The New Year is accompanied by a fairly familiar tradition: Setting New Year’s resolutions and then great difficulty actually reaching those resolutions. It is something that, at one point or another, most of us are guilty of experiencing. We pinpoint behaviors to increase or decrease, make our best effort to change, and then struggle to make that change happen (at least consistently). Not only do we “fail” to achieve but also, we may feel guilt, shame and/or defeat for not getting there.
The problem isn’t so much that we are incapable of change (as a therapist, let me please say this is certainly not the case, otherwise I’d be out of a job). Instead, it has much more to do with how we set our New Year’s resolutions (and oftentimes our larger goals in general).
One way to cut down on this self-defeating tradition is by trying to use SMART goals, an acronym guide to creating achievable aspirations.
SMART stands for:
–Specific: Be clear and nuanced about what your goal is. Using vague language is only going to make it hard to see what you’re trying to achieve and difficult to assess the progress you make towards your goal.
–Measurable: Give yourself a way to measure what you’re doing, so you have a defined way of understanding whether you’re reaching your goal or making progress towards it.
–Attainable: Be realistic. Give yourself a goal you know you can actually reach. This doesn’t mean it has to be too easy or simple, just that your goal is something you feel you can really achieve.
–Relevant: Is this goal applicable to your life? Setting benchmarks that don’t have much to do with how you currently live or want to live won’t help you to be motivated to work on what you set for yourself.
–Time-sensitive: Give yourself a deadline. Allowing projects to go on ad infinitum will make it easy for you to make excuses when you have days you don’t want to put in the work (and you will have days like that, as we all do).
To put this into perspective, I’ll offer a common goal that many of us set for ourselves in the New Year: To exercise more. It’s one such goal that, I’ll admit, I have aspired for before and will be trying to achieve again in 2023. The issue with setting a goal of “working out more” is that I will have no real way of knowing whether or not I am doing this. Technically, if I go from never working out to working out once a week, then I have achieved this goal! Yet does that mean I’ll feel pride in this achievement? Not necessarily.
Instead, following the SMART guideline, I can set my goal like this:
–Specific: Instead of just saying “exercise more,” I can say that I want to go to the gym, following a workout routine in which I do cardio as well as weight training for certain muscle groups. I can get even more specific (Which muscle groups? Do I follow a certain routine? etc), yet for the sake of this article I’ll start there.

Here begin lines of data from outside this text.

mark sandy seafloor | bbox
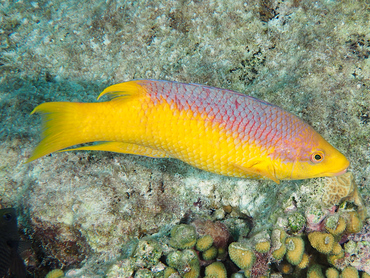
[0,0,370,277]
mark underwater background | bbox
[0,0,370,277]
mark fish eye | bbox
[310,151,324,163]
[3,213,12,222]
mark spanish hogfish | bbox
[27,80,349,183]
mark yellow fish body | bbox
[27,80,349,182]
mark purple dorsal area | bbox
[139,80,312,160]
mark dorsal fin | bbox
[97,80,145,99]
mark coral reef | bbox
[0,0,370,278]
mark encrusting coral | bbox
[229,242,256,269]
[285,237,304,265]
[102,173,370,278]
[308,232,334,254]
[170,224,197,249]
[205,262,227,278]
[195,235,213,251]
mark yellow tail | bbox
[26,102,102,163]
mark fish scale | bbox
[28,80,349,182]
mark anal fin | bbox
[60,142,170,158]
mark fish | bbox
[0,208,27,278]
[26,80,349,183]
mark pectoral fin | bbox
[234,159,280,184]
[60,142,170,158]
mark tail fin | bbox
[26,102,94,163]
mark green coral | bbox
[133,239,162,267]
[134,268,154,278]
[288,212,306,233]
[166,249,200,277]
[205,262,227,278]
[202,246,218,261]
[195,235,213,251]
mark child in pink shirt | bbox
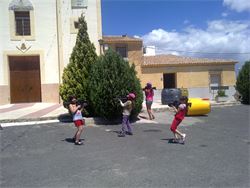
[144,82,155,120]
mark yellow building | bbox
[102,35,237,100]
[0,0,102,104]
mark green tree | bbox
[90,49,143,120]
[236,61,250,104]
[59,16,97,113]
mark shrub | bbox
[236,61,250,104]
[59,16,97,115]
[89,49,143,120]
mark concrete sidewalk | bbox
[0,100,240,123]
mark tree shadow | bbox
[143,129,162,132]
[61,138,85,143]
[58,113,73,123]
[161,138,184,145]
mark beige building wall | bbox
[0,0,102,104]
[105,42,143,79]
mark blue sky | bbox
[102,0,250,72]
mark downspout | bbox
[56,0,63,103]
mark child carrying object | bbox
[170,96,188,144]
[118,93,135,137]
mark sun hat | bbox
[127,93,135,99]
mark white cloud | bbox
[223,0,250,12]
[141,20,250,70]
[221,12,228,18]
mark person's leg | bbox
[118,115,127,137]
[75,125,83,144]
[126,116,133,135]
[146,101,154,120]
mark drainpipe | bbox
[56,0,63,103]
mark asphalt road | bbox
[0,105,250,188]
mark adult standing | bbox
[143,82,155,120]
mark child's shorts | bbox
[170,118,182,133]
[74,119,85,127]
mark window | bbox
[9,0,35,40]
[210,73,221,87]
[116,47,128,58]
[15,11,31,36]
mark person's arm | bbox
[120,100,131,107]
[69,104,77,114]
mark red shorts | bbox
[74,119,84,127]
[170,118,182,133]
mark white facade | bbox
[0,0,102,104]
[143,46,155,56]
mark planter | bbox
[215,97,228,102]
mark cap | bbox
[127,93,135,99]
[147,82,152,88]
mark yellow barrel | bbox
[187,98,211,115]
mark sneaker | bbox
[118,132,126,137]
[182,134,186,142]
[126,131,133,136]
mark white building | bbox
[0,0,102,104]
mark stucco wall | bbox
[105,42,143,79]
[141,65,235,89]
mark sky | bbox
[102,0,250,72]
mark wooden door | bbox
[9,56,41,103]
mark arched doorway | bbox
[9,56,41,103]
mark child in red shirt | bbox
[170,96,188,143]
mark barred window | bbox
[116,47,128,58]
[15,11,31,36]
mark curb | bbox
[0,101,241,126]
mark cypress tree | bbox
[59,16,97,114]
[90,49,143,120]
[236,61,250,104]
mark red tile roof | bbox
[142,55,237,66]
[102,35,142,42]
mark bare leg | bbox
[75,125,83,142]
[174,129,183,138]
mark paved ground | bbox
[0,105,250,188]
[0,100,239,124]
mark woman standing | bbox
[144,82,155,120]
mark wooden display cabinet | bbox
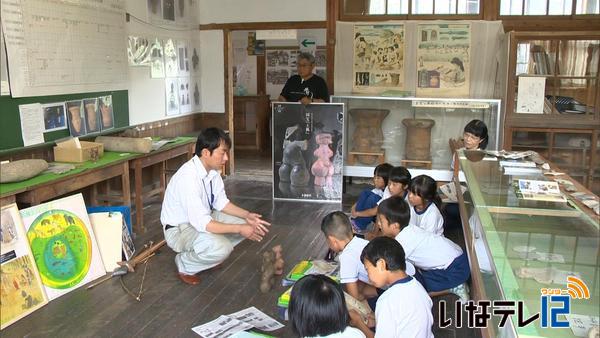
[504,31,600,194]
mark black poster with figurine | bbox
[271,102,344,202]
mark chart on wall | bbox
[21,194,105,300]
[1,0,127,97]
[352,25,404,93]
[416,24,471,97]
[272,102,344,202]
[0,204,48,329]
[266,47,327,100]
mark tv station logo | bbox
[438,276,591,328]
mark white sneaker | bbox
[449,283,469,304]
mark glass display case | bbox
[331,94,502,181]
[455,150,600,337]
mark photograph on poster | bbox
[98,95,115,130]
[127,35,151,66]
[150,38,165,79]
[83,98,101,134]
[272,103,344,201]
[21,194,106,300]
[178,77,192,114]
[66,100,86,136]
[164,39,179,77]
[42,102,67,132]
[0,204,48,329]
[163,0,175,21]
[165,78,180,116]
[148,0,162,21]
[352,25,404,93]
[417,24,471,97]
[191,77,202,111]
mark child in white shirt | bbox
[321,211,415,300]
[408,175,444,235]
[377,197,471,301]
[350,237,433,338]
[288,275,365,338]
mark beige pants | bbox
[165,210,246,275]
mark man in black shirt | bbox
[279,53,329,105]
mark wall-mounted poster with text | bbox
[272,102,344,202]
[417,24,471,97]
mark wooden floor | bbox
[0,156,478,337]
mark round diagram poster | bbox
[27,209,92,289]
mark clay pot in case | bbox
[402,119,435,161]
[350,108,390,164]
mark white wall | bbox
[200,0,326,24]
[200,30,225,113]
[124,0,205,125]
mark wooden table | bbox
[0,152,135,206]
[129,137,196,233]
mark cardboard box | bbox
[54,138,104,162]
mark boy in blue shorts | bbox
[350,237,433,338]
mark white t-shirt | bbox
[160,156,229,232]
[377,186,410,205]
[469,210,492,273]
[339,236,416,284]
[306,326,366,338]
[410,203,444,235]
[375,277,433,338]
[339,236,369,284]
[396,224,462,270]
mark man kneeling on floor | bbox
[160,128,270,285]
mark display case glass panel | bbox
[459,151,600,337]
[331,94,502,180]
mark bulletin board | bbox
[0,90,129,153]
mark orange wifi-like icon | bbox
[567,276,590,299]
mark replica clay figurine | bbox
[260,250,275,293]
[279,125,310,186]
[271,245,285,276]
[402,119,435,161]
[311,133,333,187]
[350,109,390,164]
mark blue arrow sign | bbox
[301,39,315,47]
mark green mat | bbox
[0,137,196,196]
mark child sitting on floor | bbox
[377,197,470,301]
[321,211,415,300]
[377,166,411,205]
[350,236,433,338]
[288,275,365,338]
[351,163,392,234]
[408,175,444,235]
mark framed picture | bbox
[271,102,344,202]
[0,204,48,329]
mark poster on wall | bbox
[272,102,344,202]
[150,38,165,79]
[98,95,115,130]
[416,24,471,97]
[164,39,179,77]
[178,77,193,114]
[21,194,105,300]
[0,204,48,329]
[127,35,151,66]
[352,25,404,93]
[165,78,180,116]
[83,98,101,134]
[42,102,67,133]
[65,100,87,137]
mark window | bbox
[356,0,478,15]
[500,0,600,15]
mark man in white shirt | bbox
[160,128,270,285]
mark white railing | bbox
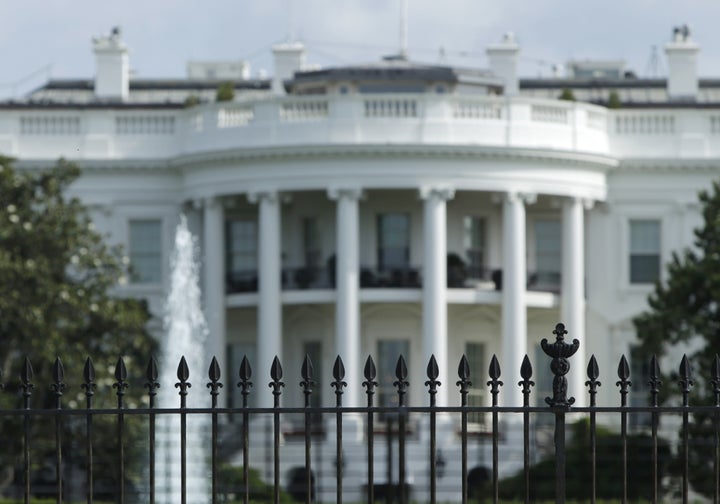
[280,99,328,122]
[20,115,80,135]
[115,115,175,135]
[363,97,418,118]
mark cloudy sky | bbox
[0,0,720,97]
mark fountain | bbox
[155,215,209,504]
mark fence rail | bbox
[0,324,720,504]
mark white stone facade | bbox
[0,25,720,494]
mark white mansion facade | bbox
[0,26,720,414]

–Measurable: I will go to the gym three times a week for 45-minutes. I can even set the measurable goals of 10-minutes of cardio each workout if I want to. Knowing the weekly benchmark helps me know if I’m really hitting my goal and also gives me a guideline for my weekly schedule to consider when to fit in these workouts.
–Attainable: Currently, I go to the gym around once a week. Increasing to three times, while a challenge, seems achievable to me. Knowing my schedule, I can fit in two more days of workouts, while also not setting the bar so high that I will exhaust myself.
–Relevant: I’m fortunate that I have a gym room in my apartment building, so going to the gym is certainly relevant to my current life and I am definitely conscious of my health. Also, for folks who know DBT, I always want to maintain my PLEASE skills, as a good amount of exercise helps us to feel better and reduce our emotional vulnerabilities.
–Time-sensitive: By the end of January, I want to be going to the gym three times a week. This way, I give myself a deadline to work up to this goal, building necessary tolerance and motivation, and also giving myself an opportunity to reevaluate my aspiration if I’m not meeting it.
By following this acronym, we can give ourselves a roadmap to creating achievable resolutions for ourselves. Being SMART means taking the time to consider how we want to set goals and allowing ourselves the opportunity to effect positive change in our lives.